With the diversity they offer, mutual fund stocks are a safer way to invest in stock markets than just directly buying stocks of different companies. However, they are not without their flaws. Before making any investments in them, one should know their different types and their relative advantages and disadvantages.
The first thing an investor needs to know about mutual funds are their different types. The most common type is the stock or equity funds. Since they are invested primarily in stocks that can rise and fall greatly with the market, they are the most volatile. However, they offer the best returns over the long term. Among these funds, investors can choose from varying levels of risk and return with aggressive growth funds investing in less proven companies offering the most risk but the highest potential returns.
Bond funds, also referred to as fixed-income funds, invest in government and business debt. While they do not offer high returns, they are relatively safe and generate cash flow through dividend payments. However, keep in mind that the issuers of the debt they buy do fail to pay at times.
Money market funds can only invest in the safest, short-term investments in government and corporate debt. The value of the investment will only vary a small amount, if at all, from the NAV (net asset value). However, they historically offer the lowest rates of return.
Why mutual fund stocks are attractive
The major attraction of mutual funds is that they offer diversification to investors while freeing them from having to watch and manage so many different stocks. Mutual funds have the resources to invest in a diversity of stocks and markets that an individual investor would find impossible. Since the holdings of the fund are under the supervision of professional managers, fund investors generally feel they do not have to watch the stocks in the fund closely if at all.
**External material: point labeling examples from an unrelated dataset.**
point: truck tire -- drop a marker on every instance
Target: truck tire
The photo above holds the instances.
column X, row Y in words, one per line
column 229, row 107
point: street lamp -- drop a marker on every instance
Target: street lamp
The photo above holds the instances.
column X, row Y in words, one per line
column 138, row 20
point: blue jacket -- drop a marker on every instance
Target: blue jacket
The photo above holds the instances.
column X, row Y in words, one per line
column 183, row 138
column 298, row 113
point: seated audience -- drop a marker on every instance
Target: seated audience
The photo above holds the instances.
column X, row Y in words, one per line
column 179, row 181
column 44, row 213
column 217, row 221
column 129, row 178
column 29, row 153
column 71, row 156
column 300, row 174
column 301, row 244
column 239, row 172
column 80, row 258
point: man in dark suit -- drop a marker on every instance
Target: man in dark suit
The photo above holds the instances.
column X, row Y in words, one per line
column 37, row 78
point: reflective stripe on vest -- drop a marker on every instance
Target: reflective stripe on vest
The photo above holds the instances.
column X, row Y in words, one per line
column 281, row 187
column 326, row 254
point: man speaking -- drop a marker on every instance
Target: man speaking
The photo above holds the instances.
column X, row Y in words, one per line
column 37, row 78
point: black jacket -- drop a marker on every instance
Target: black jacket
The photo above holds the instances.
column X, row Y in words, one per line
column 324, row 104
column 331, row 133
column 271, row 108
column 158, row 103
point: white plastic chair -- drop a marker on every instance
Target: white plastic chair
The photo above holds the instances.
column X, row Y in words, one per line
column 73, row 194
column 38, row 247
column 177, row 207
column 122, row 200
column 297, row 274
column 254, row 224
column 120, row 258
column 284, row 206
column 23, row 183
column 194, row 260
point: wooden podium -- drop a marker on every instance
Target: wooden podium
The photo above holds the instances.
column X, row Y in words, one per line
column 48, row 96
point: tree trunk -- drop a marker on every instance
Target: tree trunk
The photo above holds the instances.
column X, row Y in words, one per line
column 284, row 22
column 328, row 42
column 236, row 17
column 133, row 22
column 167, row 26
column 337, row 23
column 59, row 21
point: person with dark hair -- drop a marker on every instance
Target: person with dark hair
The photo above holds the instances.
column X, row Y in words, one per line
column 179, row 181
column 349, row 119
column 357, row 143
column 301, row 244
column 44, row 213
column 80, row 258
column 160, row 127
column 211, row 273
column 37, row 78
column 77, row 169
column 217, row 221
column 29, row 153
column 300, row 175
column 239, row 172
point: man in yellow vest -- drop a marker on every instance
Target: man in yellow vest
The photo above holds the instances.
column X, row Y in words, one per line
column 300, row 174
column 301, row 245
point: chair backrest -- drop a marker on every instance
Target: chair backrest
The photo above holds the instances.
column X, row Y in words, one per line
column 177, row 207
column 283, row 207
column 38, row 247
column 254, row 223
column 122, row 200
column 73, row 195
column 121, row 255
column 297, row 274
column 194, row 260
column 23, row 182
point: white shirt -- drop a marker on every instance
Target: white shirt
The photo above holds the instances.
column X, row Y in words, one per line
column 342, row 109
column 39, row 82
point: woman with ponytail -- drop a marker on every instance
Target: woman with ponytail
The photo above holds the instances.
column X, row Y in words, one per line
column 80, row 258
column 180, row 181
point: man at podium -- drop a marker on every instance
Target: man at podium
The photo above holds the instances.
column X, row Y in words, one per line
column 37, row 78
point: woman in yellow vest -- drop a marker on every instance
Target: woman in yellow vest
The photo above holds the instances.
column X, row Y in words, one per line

They also offer an easy way for investors to make regular, monthly purchases in the market without having to constantly place stock orders.
Furthermore, with so many types and families of funds, investors can invest in international and other markets they never could enter on their own and switch the types of investments they have.
Criticisms of mutual fund stocks
Mutual funds are not without their drawbacks though. One is their fees. Since they are managed professionally, part of the investments made in these funds must go to their upkeep. Especially when compounded over time, these fees can add up to significant sums of money. Also, these fees are charged regardless of if the fund generates a profit or a loss.
Furthermore, for all these fees, mutual funds generally do not beat the market. This is one reason why another type of fund, the ETF, has become increasingly popular.
Finally, mutual funds often buy and sell their positions. This means they generate taxable events frequently. This can lead to tax liability being generated by a fund even in a year when its value dropped overall.
In spite of their drawbacks, mutual funds are a very established fixture on the investment scene and offer services many people value. These conveniences and advantages mean mutual funds are likely to remain the primary way many people invest in stocks.